I am among the legion of Jews who ordinarily pay absolutely no attention to the Jewish Week. As such, I never realized the extent to which this paper and its publisher have tormented Rabbis, trampled Orthodoxy, and provided a forum for hatred of Torah (as well the liberal politics that passes in some circles for Torah). I also never realized the extent of the disdain and contempt with which the Jewish Week and its publisher are held in this corner of the Torah world.
Now that the attempt is being made to shift the story away from the lies they print to – Rosenblatt- shorthand – “he called me a Nazi” (which, obviously, I did not), I take this opportunity to correct the record, or to make the record. Some will say that I should just ignore them and their lies. But the days are long gone when I will let someone else define me, depict me falsely in the public domain, or otherwise defame me without response. That mistake I made in the 1990’s, and with this same “news” paper, among others.

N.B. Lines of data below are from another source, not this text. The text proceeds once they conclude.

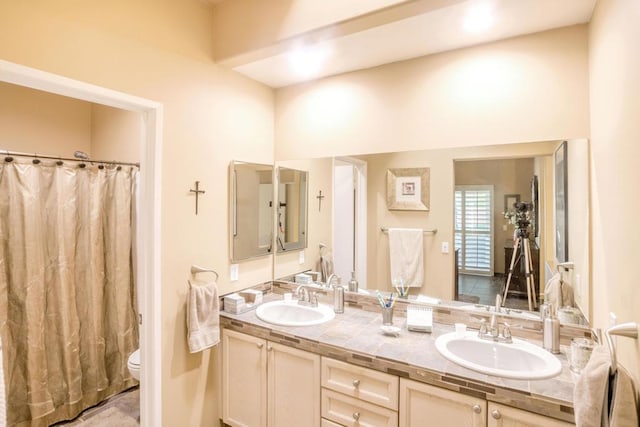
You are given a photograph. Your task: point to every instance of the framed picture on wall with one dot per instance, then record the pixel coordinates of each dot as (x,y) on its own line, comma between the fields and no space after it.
(510,200)
(408,189)
(561,211)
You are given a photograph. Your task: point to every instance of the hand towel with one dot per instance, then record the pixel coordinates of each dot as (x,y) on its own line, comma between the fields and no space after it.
(406,255)
(624,401)
(591,392)
(203,316)
(558,293)
(325,264)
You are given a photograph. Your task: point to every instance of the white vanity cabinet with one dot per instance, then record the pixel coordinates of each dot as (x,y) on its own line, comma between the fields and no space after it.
(358,396)
(506,416)
(265,384)
(422,404)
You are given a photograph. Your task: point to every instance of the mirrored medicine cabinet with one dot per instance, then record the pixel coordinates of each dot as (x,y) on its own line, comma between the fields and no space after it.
(250,210)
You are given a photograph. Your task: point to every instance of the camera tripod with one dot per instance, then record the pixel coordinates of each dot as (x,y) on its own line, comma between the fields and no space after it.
(522,243)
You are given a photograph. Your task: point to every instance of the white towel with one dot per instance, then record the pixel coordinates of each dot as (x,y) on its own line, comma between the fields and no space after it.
(325,264)
(624,404)
(3,400)
(591,392)
(558,293)
(593,405)
(203,316)
(406,255)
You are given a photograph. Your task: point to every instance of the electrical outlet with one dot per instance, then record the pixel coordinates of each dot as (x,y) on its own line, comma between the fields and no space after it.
(234,272)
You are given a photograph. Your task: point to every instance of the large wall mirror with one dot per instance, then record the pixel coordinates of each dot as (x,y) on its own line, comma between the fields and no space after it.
(522,172)
(291,209)
(250,210)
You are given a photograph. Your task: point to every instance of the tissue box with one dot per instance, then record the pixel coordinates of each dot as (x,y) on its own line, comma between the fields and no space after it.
(234,303)
(252,297)
(303,278)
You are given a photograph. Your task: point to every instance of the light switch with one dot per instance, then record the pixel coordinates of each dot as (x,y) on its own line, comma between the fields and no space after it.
(234,272)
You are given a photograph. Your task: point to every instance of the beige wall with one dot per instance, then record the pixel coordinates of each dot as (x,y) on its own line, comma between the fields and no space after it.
(161,50)
(614,67)
(115,134)
(508,176)
(36,122)
(489,94)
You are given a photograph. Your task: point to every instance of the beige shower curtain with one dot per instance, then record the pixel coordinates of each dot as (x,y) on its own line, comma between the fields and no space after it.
(67,296)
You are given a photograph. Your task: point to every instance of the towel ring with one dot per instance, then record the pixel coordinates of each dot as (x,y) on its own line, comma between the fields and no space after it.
(629,330)
(195,269)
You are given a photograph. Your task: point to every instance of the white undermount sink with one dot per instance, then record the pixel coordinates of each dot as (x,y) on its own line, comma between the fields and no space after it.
(290,313)
(518,360)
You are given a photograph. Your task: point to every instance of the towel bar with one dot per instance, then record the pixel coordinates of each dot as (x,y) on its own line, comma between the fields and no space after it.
(197,269)
(434,231)
(629,330)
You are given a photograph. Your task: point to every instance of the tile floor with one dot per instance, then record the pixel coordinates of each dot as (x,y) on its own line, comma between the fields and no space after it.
(485,289)
(121,410)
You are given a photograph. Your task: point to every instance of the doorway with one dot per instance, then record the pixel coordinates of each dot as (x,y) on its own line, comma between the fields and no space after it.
(148,233)
(350,219)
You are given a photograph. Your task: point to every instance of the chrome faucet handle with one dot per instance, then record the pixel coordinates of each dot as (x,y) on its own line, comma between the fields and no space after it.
(483,326)
(506,330)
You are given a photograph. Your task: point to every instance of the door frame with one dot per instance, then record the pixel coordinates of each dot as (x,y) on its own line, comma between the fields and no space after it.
(148,272)
(360,226)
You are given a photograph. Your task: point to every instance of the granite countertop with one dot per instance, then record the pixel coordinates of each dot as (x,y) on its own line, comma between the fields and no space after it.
(355,337)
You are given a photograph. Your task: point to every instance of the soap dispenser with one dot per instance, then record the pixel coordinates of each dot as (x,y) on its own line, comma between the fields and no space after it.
(551,332)
(353,283)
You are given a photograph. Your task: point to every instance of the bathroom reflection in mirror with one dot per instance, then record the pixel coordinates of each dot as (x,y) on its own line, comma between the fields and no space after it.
(291,209)
(440,274)
(250,210)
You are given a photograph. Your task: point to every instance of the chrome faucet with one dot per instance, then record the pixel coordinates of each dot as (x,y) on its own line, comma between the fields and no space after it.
(331,278)
(304,298)
(493,333)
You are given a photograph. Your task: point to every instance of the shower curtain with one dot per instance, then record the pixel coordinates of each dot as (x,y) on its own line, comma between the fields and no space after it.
(68,317)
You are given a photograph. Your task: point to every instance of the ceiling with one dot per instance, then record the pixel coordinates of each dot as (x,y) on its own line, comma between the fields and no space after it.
(439,29)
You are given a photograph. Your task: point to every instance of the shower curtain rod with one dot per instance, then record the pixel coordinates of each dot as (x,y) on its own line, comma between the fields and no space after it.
(44,156)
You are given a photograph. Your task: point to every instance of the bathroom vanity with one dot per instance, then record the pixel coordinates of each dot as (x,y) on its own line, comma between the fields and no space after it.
(347,372)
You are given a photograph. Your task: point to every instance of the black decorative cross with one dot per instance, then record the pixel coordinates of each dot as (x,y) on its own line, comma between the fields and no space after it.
(198,192)
(319,197)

I should not leave off the hook the reporter who printed the original set of lies – several, not just one. One would think that a reporter named Dreyfus would be sensitized to the dangers inherent in lodging false accusations against innocent Jews. I guess not. (What amused me was the characterization of my emotional state that led to my original decision. To the Jewish Week, I was “angered” by the RCA decision; to one cellar-dweller, I was “enraged” by their decision. What’s next? Livid? Foaming at the mouth? Needed to be restrained by a strait-jacket? Fabricating someone’s emotional state is just another insidious journalistic technique to paint the story in line with their agenda. I haven’t felt even a twinge of anger. Angry? Why would I be angry?)
For the record, and at the risk of redundancy, I did not call Gary Rosenblatt a Nazi nor did I compare his paper to Der Sturmer. He is not and it is not. I simply pointed out commonalities that do not reflect the true essence of either – i.e., exactly what he did to me by linking me to an accused voyeur. I have exactly the same amount of regret for doing so that he does for doing it to me. I did it to point out to him the device that he used against me – and, for all I know, against others as well: linkage through innuendo, commonality as comparison.
Gary Rosenblatt is not a Nazi, nor a Communist, nor a Fascist. But until he retracts and apologizes for the lies he wrote about me, he remains a Liar.
And that is the last word. Anticipating no apology, we move on.